A showcase of two conflicting men's college hoops philosophies will take place Thursday, when the No. 1-seeded Syracuse Orange and their patented Jim Boeheim, 2-3-zone defense, square off against the No. 4 Wisconsin Badgers and Bo Ryan's stout man-to-man principals in a NCAA Tournament, East Region, Sweet 16 contest in Boston, Ma. (7:15 p.m. ET on CBS).
The Orange (33-2), led by head coach Boeheim, are the slim favorites to advance to the Elite 8, where they will face either No. 2 Ohio St. Buckeyes or No. 6 Cincinnati Bearcats on Saturday. But there's a wave of support surrounding the Badgers (26-9), Ryan's gritty, slow-paced, yet, effective bunch, that feel the first No. 1-seed of March Madness could fall in this Big East Conference-Big Ten Conference showdown at the TD Garden.
Captained by Ryan and senior guard Jordan Taylor, the Badgers run a offensive and defensive style many see as the kryptonite to Syracuse's "up-tempo" offense and patented 2-3 zone defense. During the course of a 40-minute game, Wisconsin's game plan is to slow the contest to a snail's pace, not turn the ball over and beat the zone from the 3-point parameter. All solid formulas to defeat the favored Orange.
However, as the Syracuse' players will tell you, during a 35-game season a squad sees it all and Thursday night will not be the first time a team will try to slow the pace of the game and rely on the 3-point shot to pull of an upset. Odds, as supported by the Orange's overall record, usually do not favor the opponent no matter what strategy its tries to implement.
In what could be one of his best season's, Boehiem has put together a team that can handle all sorts of different styles and game plans. The question now is, how flexible is Syracuse now since the loss of sophomore center Fab Melo, who was ruled ineligible for the NCAA Tournament just over a week ago?
The key to the Orange's flexibility was its depth of its bench, which features the Big East Sixth-Man of the Year, sophomore guard Dion Waiters, and consistent contributors, sophomore forward C.J. Fair and junior forward James Southerland, and the 7-footer's defense in the middle of the 2-3 zone.
Melo, who almost averaged three blocks and six rebounds per game before his departure, was a detractor to opposing lane-drivers and made up for any mistakes made at the top of the zone.
With that gone, Syracuse heavily reliant on freshman forward Rakeem Christmas to filled the void. The current results? So far, so good.

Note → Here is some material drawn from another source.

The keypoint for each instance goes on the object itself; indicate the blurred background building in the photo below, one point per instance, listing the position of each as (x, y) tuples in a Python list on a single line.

Of course, the Orange's Final Four hopes aren't all on the shoulders of Christmas, but mainly on seniors Kris Joseph, the team's leading scorer at 13.7 points per game, and point guard Scoop Jardine, the squad's top passer 4.9 assists per game and floor general.
Syracuse's arsenal doesn't stop there, however, as junior guard Brandon Triche is capable of going for 20 points on any given night, while Waiters is easily SU's best NBA prospect and Fair has been the team's most consistent player all season despite his troubles in the postseason. That goes without mentioning Southerland, who's the Orange's top scorer in the NCAA Tournament.
Meanwhile, the Badgers are hoping and will need a big game from Taylor, who paces one of the lowest scoring teams in the nation (63.9 points per game) with 14.7 ppg. If things are going to go right for the underdog Badgers Thursday, its more than likely the result of Taylor's creation off the dribble and 3-point shooting.
However, if Ryan and Badgers fans were to have it there way, scoring will not be the key factor in this Sweet 16 contest.
Wisconsin will play possession basketball -- a strategy focused on limiting the opponent's chances of scoring points by not forcing anything on offense (no turnovers or bad shots) and clamping down with suffocating man-to-man defense, which under Ryan has been one of the best in the nation for years.
"That's the great thing about the game of basketball is you can play and approach it in a lot of different ways and be successful," said Boeheim Wednesday. "Coaches have done that over the years. There's a lot of different ways to coach a team and to play the game, and yet you can still be successful."
The Badgers will also come at an opponent using athletic junior forward Ryan Evans, who has a solid inside-and-out game, and sophomore guard Josh Gasser. But the most critical component Thursday, will be the 3-point shot, which for the Badgers has been inconsistent all season long, however, connected on 10 of 33 attemept in their win over Vanderbilt on Saturday.
Overall, this Sweet 16 showdown should be a good one, as it will come down to which coach -- Boeheim or Ryan? -- prepared the best and which players -- Syracuse's or Wisconsin's -- executed the game place to perfection.